Learn by doing: making your forecasts better.

Author:Kavanagh, Shayne C.

This article is adapted from Informed Decision Making through Forecasting: A Practitioner's Guide to Government Revenue Analysis by Shayne Kavanagh and Daniel Williams (GFOA: 2017), available at www.gfoa.org/forecastbook.

To build expert skill, you need clear and unambiguous feedback on your performance, and a willingness to use that feedback to improve on specific areas of weakness. (1) Forecasting revenues is no different; research shows that the strongest predictor of improved forecasting performance is a deliberate, committed practice +of self-improvement, including updating the forecaster's personal assumptions and belief system about forecasting as a result of experienced (2)

The purpose of the financial forecast is to evaluate current and future fiscal conditions to guide policy and budgeting decisions. A financial forecast is a fiscal management tool that presents estimated information based on past, current, and projected financial conditions. This will help identify future revenue and expenditure trends that may have an immediate or long-term influence on government policies, strategic goals, or community services. The forecast is an integral part of the annual budget process. An effective forecast allows for improved decision making in maintaining fiscal discipline and delivering essential community services.

This article will show you how to analyze your forecasts well.
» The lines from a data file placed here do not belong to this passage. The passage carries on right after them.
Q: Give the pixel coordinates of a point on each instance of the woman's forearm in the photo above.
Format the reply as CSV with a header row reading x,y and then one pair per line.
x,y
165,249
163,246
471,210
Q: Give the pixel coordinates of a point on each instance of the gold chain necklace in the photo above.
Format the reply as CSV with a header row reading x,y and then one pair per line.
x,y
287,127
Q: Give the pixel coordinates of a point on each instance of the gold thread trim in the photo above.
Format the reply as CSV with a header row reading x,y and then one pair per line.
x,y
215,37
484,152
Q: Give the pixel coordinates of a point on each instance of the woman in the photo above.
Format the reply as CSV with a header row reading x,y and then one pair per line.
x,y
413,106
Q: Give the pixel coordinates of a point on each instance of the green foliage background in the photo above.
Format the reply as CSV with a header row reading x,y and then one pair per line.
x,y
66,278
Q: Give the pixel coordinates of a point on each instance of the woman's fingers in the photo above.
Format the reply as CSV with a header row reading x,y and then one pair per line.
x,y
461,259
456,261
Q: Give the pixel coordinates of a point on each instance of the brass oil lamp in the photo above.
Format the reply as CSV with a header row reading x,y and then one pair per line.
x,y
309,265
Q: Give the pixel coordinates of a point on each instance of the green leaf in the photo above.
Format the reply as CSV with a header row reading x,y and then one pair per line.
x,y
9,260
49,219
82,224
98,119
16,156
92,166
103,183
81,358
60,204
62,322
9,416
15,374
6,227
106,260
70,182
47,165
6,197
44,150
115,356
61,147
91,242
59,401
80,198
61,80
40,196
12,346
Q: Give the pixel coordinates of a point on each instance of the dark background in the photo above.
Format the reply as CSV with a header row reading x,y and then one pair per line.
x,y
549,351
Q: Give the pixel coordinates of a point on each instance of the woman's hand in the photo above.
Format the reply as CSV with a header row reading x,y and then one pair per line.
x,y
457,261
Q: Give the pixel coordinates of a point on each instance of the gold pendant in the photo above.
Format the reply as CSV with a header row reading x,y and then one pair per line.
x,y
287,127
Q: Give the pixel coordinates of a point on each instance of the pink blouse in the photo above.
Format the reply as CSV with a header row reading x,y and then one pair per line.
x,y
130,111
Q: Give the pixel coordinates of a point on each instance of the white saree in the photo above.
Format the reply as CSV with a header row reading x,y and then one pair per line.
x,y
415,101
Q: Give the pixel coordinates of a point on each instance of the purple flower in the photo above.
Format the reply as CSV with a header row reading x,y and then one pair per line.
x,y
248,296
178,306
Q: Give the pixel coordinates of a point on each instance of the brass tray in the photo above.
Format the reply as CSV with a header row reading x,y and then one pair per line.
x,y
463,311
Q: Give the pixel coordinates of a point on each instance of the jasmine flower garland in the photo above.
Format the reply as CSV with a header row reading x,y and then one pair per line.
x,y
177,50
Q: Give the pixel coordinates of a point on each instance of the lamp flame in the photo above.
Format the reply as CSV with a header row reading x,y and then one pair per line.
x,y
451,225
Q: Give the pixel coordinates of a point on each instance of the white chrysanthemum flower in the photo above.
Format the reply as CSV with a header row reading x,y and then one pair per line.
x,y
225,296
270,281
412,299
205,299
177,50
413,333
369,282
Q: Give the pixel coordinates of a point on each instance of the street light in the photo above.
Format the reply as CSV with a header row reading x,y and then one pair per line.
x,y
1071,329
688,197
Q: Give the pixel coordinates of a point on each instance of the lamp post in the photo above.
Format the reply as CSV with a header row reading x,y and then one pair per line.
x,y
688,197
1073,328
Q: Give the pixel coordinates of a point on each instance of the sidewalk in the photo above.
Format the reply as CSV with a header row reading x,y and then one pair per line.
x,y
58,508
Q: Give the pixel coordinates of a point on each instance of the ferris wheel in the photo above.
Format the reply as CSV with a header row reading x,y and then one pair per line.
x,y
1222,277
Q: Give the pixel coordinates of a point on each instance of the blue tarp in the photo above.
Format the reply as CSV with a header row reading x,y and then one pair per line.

You'll learn ways to use your experience with past forecasts to improve the two central aspects of forecast performance:

* Accuracy: The difference between forecasted and actual revenue.

* Effectiveness: The extent to which the forecast influences actual decisions.


To perform a good analysis, you'll need to keep good records. Hold onto the following information:

* Data. You can get unambiguous feedback on how your forecasts have performed by comparing actual revenues to the original forecast. Hang onto your original forecasts, any updates, and long-term forecasts, and use them to evaluate how useful the original forecast was. Retain not just the forecast numbers but also the other data that will help you learn from experience, including the background material necessary to understanding how the forecast was calculated--especially an explanation of the quantitative method used.

* Assumptions. Also hold onto critical assumptions or judgments, or other quantities used in calculating the forecast, and check the accuracy of these underlying assumptions. If they were accurate, but the accuracy of the forecast was still unsatisfactory, the problem probably lies with the forecasting technique selected or how it was executed.

* Adjustments. If you made any manual adjustments, determine whether they're adding to or detracting from the accuracy of the forecast (research suggests it is often the latter). Also think about the adjustments you made and why you made them; if you don't understand the full story, you can't improve the forecast.

* Policy Changes. Policy changes are sometimes made after a forecast is issued--sometimes because of the information provided by the forecast--in an effort to affect the amount of revenue the government receives. For example, decision makers might change tax or fee rates, expand or contract the tax base, or modify the technical rules for a tax or fee computation. Keep track of these changes so you can adjust the assumptions in your model to judge how accurate the forecast would have been if the policy changes had been in effect when the forecast was issued.


Because most of your audience will be primarily concerned with the government's ability to annually budget expenditures in line with available revenues, focus your evaluation on the annual forecast for budgeting purposes.

The forecast should be evaluated in aggregate (e.g., all general fund revenues) as well as disaggregated (i.e., separate revenue sources). The aggregate forecast error is important because that is the forecast that ultimately affects budgeting decisions. In many cases, however, the aggregate forecast tends to be more accurate than any single individual forecast. That's because of the diversified revenues that comprise it, along with the consequent opportunity for a negative forecast error in one area to cancel out a positive forecast error in another. Examine forecast accuracy for individual revenue sources to get a complete picture of how the forecast is performing. For example, individual forecasts that all produce relatively small errors are much more reassuring than individual forecasts that produce relatively large but offsetting errors.


You can develop accuracy statistics to help your tracking over time. The most useful accuracy statistic is mean absolute percentage error (MAPE). To calculate it:

  1. Express the "error" (the difference between actual and...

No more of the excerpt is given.